Certes, un transfert de compétence doit être accompagné de l’ensemble des moyens humains et financiers concernés, mais le montant de ces ressources financières transférées est généralement fixé l’année du transfert et n’évolue plus ensuite, contrairement aux dépenses qui tendent à s’accroître de façon quasi mécanique chaque année. De plus, si l’Etat « décentralise » les compétences et « territorialise » les politiques publiques afin de donner plus de moyens d’agir à l’échelon local, dans le même temps, il réduit très violemment les leviers de la fiscalité locale. Paradoxalement, le législateur donne donc de plus en plus de responsabilités à l’échelon local et prive en même temps ce dernier de sa capacité à financer des actions dans ces nouveaux champs de compétences ! Les communautés de communes sont donc prises dans « un effet ciseaux » qui les paralyse plus qu’il ne les pousse aux initiatives. Ce qui n’est pas sans poser de graves problèmes dans un contexte de nécessaire accélération de la transition écologique et de crise économique. Bien évidemment, les décideurs locaux en ont de plus en plus conscience.
 
Poussés par une certaine prudence gestionnaire, assez compréhensible dans ce contexte économique, de nombreuses intercommunalités se sont donc prononcées au cours du mois de mars contre cette prise de compétence et laisseront leur collectivité régionale la gérer pour leur territoire à l’avenir. Car, en dehors de quelques cas de figures bien précis, la loi considère bien cette décision comme « irréversible ».
 
Et la démocratie locale dans tout ça ?
 
Malgré la crise sanitaire et l’impossibilité technique d’organiser des réunions publiques en présentiel, le Gouvernement n’a pas jugé utile de reporter au-delà du 31 mars 2021 la date limite de décision des communautés de communes. Il a ainsi mis les délégués communautaires dans une fâcheuse posture vis-à-vis de leurs concitoyens. Certains pourraient considérer que les conseils communautaires qui ont décidé ces derniers jours de laisser cette compétence à la Région ont aussi privé leur territoire d’une concertation plus à la hauteur des enjeux…
 
D’autres communautés de communes ont néanmoins fait le choix inverse et ont voté pour la prise de compétence. Tout du moins, en apparence. Car, dans ce contexte, comment savoir si ce vote traduit une volonté de se saisir pleinement du levier « mobilités » ou bien s’il exprime plutôt la volonté de permettre dans un second temps aux conseils municipaux, aux habitants et aux associations de simplement avoir la possibilité d’en débattre ? Rappelons en effet que, pour qu’un transfert de compétences soit effectif à l’échelon intercommunal, il doit être validé par les communes, celles-ci ayant alors trois mois pour se prononcer. Mais le contexte sanitaire n’est guère plus favorable aux débats publics actuellement qu’au début de l’année : les nouveaux élus et les associations locales trouveront ils, dans les prochaines semaines, les énergies et les modalités pratiques adaptées à un tel enjeu ?

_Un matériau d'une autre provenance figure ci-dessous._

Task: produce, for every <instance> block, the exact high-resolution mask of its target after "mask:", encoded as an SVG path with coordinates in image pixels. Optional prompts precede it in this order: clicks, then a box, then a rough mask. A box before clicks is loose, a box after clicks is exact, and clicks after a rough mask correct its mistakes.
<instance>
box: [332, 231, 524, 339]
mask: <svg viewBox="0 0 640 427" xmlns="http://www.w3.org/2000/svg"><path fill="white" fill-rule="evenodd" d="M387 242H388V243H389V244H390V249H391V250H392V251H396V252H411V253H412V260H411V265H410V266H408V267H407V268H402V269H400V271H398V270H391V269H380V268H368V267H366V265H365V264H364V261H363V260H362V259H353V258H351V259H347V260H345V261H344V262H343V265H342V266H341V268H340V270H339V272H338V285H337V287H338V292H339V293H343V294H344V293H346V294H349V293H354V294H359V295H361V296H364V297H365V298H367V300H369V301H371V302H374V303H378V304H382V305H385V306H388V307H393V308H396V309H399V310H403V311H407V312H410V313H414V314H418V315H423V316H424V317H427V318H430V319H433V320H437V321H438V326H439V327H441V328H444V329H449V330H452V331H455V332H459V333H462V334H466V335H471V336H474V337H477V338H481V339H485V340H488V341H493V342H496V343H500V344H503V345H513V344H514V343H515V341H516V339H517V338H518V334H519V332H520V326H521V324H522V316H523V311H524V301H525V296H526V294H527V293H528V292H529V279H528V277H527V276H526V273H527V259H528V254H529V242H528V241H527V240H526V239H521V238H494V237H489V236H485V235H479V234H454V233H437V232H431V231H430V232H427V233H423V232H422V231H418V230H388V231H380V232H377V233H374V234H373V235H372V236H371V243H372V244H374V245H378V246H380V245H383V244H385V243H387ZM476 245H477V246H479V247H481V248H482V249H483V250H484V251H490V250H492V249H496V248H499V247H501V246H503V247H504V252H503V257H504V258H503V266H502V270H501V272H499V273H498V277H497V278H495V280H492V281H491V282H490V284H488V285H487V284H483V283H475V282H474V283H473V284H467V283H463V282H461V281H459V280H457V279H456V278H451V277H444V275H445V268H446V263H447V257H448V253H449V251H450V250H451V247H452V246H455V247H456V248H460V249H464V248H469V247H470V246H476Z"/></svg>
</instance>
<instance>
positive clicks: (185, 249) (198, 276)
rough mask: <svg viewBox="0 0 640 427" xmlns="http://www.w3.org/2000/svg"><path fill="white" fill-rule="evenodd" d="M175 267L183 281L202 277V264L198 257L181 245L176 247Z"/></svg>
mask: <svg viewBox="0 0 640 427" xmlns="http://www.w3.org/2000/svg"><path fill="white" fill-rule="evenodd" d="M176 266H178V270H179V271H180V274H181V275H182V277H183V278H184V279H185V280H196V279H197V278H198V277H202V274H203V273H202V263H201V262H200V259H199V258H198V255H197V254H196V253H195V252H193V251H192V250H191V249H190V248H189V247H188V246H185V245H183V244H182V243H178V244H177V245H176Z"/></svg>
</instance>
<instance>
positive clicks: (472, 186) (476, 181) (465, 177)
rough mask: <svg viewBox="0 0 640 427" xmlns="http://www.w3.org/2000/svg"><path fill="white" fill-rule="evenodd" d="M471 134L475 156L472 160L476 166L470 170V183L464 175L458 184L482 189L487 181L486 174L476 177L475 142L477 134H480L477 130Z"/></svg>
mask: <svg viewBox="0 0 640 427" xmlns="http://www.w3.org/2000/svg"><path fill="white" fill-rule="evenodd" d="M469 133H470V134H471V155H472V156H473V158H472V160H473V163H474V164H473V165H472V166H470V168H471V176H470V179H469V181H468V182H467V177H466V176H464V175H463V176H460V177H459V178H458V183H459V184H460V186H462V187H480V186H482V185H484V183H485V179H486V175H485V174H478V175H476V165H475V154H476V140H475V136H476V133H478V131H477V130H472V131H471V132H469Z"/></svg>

En tout état de cause, de nombreuses questions restent encore en suspens et seront sans doute abordées dans les futurs débats locaux. Mais il est clair que les conséquences des décisions qui seront prises dans les prochains mois sont potentiellement nombreuses pour l’échelon local  mais aussi pour l’échelon régional : elles pourraient bien marquer profondément les conditions d’exercice du mandat des élus locaux, mais aussi modifier parfois l’organisation territoriale (les relations ville-campagne) et permettre dans les territoires l’émergence de dynamiques nouvelles dans le champ de la transition écologique et du développement local. C’est pourquoi, nous reviendrons sur ces différents sujets dans quelques mois, dans un prochain article, « La LOM, épisode 2 ».